Intervista a Roberto Vacca

Mentre si accarezza il pizzo che fa un po’ barone siciliano e un po’ Mefistofele, Roberto Vacca mugugna con il suo inconfondibile vocione. Erano anni che non ne ascoltavo le cadenze tonitruanti, erano anni che non incrociavo le sue riflessioni. Quest’uomo, che compirà presto 91 anni, portati con disinvoltura, non sembra ancora essersi dato un limite. O meglio un limite piuttosto serio questo scienziato, inventore, matematico, divulgatore, futurologo, se lo è dato. Mi dice: non ci crederà, ma ho calcolato la data della mia morte. Lo guardo con l’infinita tenerezza con cui ci si atteggia nei riguardi dei pazzi, o dei simpatici megalomani. Ma poi penso che nel modo più semplice egli mi abbia messo a parte di un suo profondo convincimento. Non mi ha detto: la mia prossima invenzione rivoluzionerà il mondo, mi ha detto io morirò nel 2022. Sotto sotto quest’uomo sufficientemente miscredente ha messo in conto non già la programmazione di un suicidio, non soffre di depressione, e neppure il sospetto di una malattia incipiente (scoppia di salute), ma un calcolo che richiede competenze di equazioni differenziali piuttosto sofisticate.
Le dà fastidio dipendere da un numero?
«Tutta la mia vita si è composta di numeri. A dodici anni mio padre, grande matematico, mi ha insegnato l’aritmetica binaria».
Una vita all’insegna dell’algoritmo.
«I numeri sono la nostra lingua universale. A sedici anni per breve tempo soffrii di una leggera depressione. Mi alzavo la mattina come se avessi un macigno sulle spalle. Mi imposi una regoletta: contare mentalmente fino a tre e poi alzarmi e iniziare subito a studiare».
Puerile come metodo, non trova?
«Ma il trucchetto, riconosco abbastanza ingenuo, funzionò».

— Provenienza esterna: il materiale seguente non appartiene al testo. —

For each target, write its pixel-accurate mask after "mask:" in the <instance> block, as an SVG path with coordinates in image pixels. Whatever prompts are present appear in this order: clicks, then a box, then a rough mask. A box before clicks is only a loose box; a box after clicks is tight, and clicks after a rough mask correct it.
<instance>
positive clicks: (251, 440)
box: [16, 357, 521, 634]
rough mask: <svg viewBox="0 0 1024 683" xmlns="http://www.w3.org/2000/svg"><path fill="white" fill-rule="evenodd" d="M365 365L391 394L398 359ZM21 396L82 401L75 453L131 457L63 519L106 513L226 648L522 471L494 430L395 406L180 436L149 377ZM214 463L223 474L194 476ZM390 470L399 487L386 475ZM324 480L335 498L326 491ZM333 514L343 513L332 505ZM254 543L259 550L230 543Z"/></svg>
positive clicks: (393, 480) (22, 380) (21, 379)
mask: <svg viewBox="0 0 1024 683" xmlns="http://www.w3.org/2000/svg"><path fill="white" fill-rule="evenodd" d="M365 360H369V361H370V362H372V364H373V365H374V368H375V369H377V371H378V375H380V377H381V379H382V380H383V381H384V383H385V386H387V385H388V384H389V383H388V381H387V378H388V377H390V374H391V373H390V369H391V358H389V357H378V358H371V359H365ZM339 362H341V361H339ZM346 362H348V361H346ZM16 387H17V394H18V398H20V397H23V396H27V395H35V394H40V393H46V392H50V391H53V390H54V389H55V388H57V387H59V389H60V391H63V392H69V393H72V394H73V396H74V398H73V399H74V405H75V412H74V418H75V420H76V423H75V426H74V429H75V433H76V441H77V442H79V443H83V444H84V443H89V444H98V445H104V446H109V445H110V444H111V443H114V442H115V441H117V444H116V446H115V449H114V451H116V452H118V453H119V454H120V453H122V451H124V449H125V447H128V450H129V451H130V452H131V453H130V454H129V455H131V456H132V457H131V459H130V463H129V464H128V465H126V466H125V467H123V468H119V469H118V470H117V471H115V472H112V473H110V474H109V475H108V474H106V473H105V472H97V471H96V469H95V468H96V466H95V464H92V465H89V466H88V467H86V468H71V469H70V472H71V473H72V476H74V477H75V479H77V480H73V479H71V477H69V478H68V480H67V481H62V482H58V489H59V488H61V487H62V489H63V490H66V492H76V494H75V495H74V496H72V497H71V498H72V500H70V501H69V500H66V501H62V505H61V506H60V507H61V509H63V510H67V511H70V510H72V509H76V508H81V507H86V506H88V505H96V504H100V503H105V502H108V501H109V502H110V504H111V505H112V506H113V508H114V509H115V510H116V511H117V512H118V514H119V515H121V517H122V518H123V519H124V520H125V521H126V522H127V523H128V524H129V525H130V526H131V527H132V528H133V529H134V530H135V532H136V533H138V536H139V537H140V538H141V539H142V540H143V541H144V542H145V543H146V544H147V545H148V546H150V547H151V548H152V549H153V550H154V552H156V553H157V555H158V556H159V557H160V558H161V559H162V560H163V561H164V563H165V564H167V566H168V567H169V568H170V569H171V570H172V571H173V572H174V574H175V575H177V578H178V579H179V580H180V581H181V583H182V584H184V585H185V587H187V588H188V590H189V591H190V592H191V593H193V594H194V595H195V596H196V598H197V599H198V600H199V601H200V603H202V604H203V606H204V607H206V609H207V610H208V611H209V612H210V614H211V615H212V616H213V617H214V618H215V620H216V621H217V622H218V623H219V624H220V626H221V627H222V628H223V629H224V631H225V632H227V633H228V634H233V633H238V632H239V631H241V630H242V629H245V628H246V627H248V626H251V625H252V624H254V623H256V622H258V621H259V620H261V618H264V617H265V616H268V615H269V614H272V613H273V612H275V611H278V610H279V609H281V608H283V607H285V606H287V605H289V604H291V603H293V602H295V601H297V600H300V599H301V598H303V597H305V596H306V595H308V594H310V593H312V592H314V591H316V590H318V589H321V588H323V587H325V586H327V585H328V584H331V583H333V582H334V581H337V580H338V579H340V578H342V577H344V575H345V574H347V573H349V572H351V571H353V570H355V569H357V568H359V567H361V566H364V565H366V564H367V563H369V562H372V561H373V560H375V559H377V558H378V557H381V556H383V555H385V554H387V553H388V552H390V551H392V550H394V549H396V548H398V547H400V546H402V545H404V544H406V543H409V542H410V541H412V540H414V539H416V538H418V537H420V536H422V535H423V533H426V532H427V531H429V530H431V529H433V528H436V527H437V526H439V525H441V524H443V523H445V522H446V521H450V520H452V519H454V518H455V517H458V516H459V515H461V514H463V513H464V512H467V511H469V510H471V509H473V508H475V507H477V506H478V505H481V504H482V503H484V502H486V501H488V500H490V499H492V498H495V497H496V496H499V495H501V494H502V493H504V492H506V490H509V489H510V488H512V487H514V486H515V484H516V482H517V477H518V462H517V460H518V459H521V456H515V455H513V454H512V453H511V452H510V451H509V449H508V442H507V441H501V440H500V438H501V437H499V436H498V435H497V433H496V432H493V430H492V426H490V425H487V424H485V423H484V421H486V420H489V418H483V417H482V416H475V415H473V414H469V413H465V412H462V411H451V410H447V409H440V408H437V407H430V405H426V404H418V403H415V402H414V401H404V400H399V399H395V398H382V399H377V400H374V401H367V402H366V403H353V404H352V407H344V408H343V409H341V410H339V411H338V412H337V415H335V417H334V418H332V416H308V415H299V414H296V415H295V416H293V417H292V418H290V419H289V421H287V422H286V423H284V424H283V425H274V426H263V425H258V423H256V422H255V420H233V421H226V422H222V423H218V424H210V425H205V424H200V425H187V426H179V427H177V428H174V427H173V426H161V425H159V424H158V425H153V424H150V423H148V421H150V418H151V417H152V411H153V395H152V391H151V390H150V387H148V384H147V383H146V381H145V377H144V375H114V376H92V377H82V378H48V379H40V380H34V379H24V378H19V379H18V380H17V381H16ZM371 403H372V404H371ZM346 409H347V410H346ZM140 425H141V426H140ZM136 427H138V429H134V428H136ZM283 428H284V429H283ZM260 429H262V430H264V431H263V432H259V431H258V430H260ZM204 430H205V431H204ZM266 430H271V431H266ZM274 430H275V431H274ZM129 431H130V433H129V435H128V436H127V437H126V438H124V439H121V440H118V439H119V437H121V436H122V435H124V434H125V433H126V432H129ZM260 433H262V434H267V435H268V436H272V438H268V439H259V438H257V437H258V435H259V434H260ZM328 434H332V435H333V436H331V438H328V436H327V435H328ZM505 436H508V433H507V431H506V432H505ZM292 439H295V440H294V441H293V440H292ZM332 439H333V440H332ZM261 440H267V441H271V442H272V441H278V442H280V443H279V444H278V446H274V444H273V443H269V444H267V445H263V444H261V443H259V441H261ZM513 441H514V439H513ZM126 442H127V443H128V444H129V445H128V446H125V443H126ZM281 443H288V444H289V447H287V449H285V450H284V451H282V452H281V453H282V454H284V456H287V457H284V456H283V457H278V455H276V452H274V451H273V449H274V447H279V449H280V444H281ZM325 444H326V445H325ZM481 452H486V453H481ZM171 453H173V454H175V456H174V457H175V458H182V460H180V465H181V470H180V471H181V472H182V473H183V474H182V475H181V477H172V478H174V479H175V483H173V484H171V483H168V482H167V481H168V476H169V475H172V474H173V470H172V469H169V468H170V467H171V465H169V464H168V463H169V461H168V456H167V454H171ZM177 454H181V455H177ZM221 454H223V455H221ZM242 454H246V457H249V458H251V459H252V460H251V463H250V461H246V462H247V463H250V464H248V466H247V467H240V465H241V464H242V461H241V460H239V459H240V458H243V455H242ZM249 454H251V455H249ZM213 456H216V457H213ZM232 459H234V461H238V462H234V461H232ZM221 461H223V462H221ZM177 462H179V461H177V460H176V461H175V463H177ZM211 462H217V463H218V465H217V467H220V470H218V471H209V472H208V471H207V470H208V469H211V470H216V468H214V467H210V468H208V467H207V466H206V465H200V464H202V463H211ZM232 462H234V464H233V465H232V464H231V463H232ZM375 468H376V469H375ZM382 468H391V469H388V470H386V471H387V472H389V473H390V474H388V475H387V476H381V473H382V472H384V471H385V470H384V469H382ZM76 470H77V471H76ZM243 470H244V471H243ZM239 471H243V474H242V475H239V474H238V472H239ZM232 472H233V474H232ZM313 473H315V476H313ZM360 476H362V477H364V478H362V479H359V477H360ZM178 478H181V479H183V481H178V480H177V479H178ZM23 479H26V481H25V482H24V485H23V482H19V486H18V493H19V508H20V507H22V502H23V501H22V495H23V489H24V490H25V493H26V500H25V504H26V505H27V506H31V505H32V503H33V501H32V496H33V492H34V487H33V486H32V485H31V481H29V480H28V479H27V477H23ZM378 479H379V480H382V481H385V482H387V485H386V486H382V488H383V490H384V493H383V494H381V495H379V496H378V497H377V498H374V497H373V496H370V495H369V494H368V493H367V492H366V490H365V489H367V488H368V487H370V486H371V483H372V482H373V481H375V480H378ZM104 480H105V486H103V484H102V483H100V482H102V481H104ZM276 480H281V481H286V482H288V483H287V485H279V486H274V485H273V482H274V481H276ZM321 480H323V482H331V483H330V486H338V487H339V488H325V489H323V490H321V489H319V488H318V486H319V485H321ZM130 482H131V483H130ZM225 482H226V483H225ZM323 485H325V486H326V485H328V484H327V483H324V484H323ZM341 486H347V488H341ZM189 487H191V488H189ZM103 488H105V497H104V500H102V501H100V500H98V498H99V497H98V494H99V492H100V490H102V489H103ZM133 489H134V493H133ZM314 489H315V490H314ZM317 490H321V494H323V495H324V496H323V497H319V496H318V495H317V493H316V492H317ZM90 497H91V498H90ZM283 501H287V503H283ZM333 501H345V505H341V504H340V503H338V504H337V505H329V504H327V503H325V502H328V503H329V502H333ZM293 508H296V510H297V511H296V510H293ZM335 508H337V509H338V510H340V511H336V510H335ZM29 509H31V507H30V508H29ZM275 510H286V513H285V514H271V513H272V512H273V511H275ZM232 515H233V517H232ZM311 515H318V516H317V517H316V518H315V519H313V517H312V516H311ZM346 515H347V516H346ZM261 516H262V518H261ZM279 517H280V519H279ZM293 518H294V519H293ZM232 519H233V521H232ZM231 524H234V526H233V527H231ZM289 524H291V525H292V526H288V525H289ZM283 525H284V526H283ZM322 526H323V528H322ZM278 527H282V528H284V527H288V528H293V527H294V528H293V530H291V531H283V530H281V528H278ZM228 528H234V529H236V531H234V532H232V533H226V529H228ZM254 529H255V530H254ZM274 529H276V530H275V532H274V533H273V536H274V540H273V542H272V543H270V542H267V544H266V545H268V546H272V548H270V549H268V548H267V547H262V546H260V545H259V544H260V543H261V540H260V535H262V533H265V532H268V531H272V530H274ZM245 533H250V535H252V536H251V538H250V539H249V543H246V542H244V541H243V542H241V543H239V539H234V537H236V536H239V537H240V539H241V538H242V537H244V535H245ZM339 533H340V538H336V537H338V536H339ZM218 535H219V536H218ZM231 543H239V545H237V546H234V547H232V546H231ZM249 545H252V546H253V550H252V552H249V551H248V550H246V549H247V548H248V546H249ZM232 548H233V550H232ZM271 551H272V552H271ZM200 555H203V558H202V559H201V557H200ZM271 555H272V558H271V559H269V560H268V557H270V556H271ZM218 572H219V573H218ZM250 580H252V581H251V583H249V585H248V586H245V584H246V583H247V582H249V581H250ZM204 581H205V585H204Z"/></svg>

La scienza è stata una medicina.
«Cura parecchie malattie e tiene alla larga gli imbonitori».
Accennava a suo padre.
«Giovanni Vacca fu una figura complessa, uomo strano, silenzioso, singolare. Fu assistente di Giuseppe Peano».
Il grande matematico.
«Sì, da perfetto casinista mio padre lasciava appunti presi su fogliettini volanti e perfino sulle scatole dei fiammiferi; non ebbe quasi mai cura dei suoi lavori scientifici. Tanto è vero che Peano gli scrisse sollecitandolo a pubblicare le sue ricerche se voleva sopravvivere nella giungla universitaria. La sola cosa di cui si vantò fu la corrispondenza con Bertrand Russell e di aver scritto un libretto sul perché in Cina non si era sviluppata la scienza».
Molte scoperte provengono da quella parte di Oriente.
«Ma non trovarono un adeguato sviluppo a causa del carattere sistematicamente chiuso della Cina. Nonostante questo, o forse in virtù di questa situazione, mio padre divenne sinologo».
Cosa scattò secondo lei nella testa di suo padre? Glielo chiedo perché c’è un precedente illustre: Leibnitz.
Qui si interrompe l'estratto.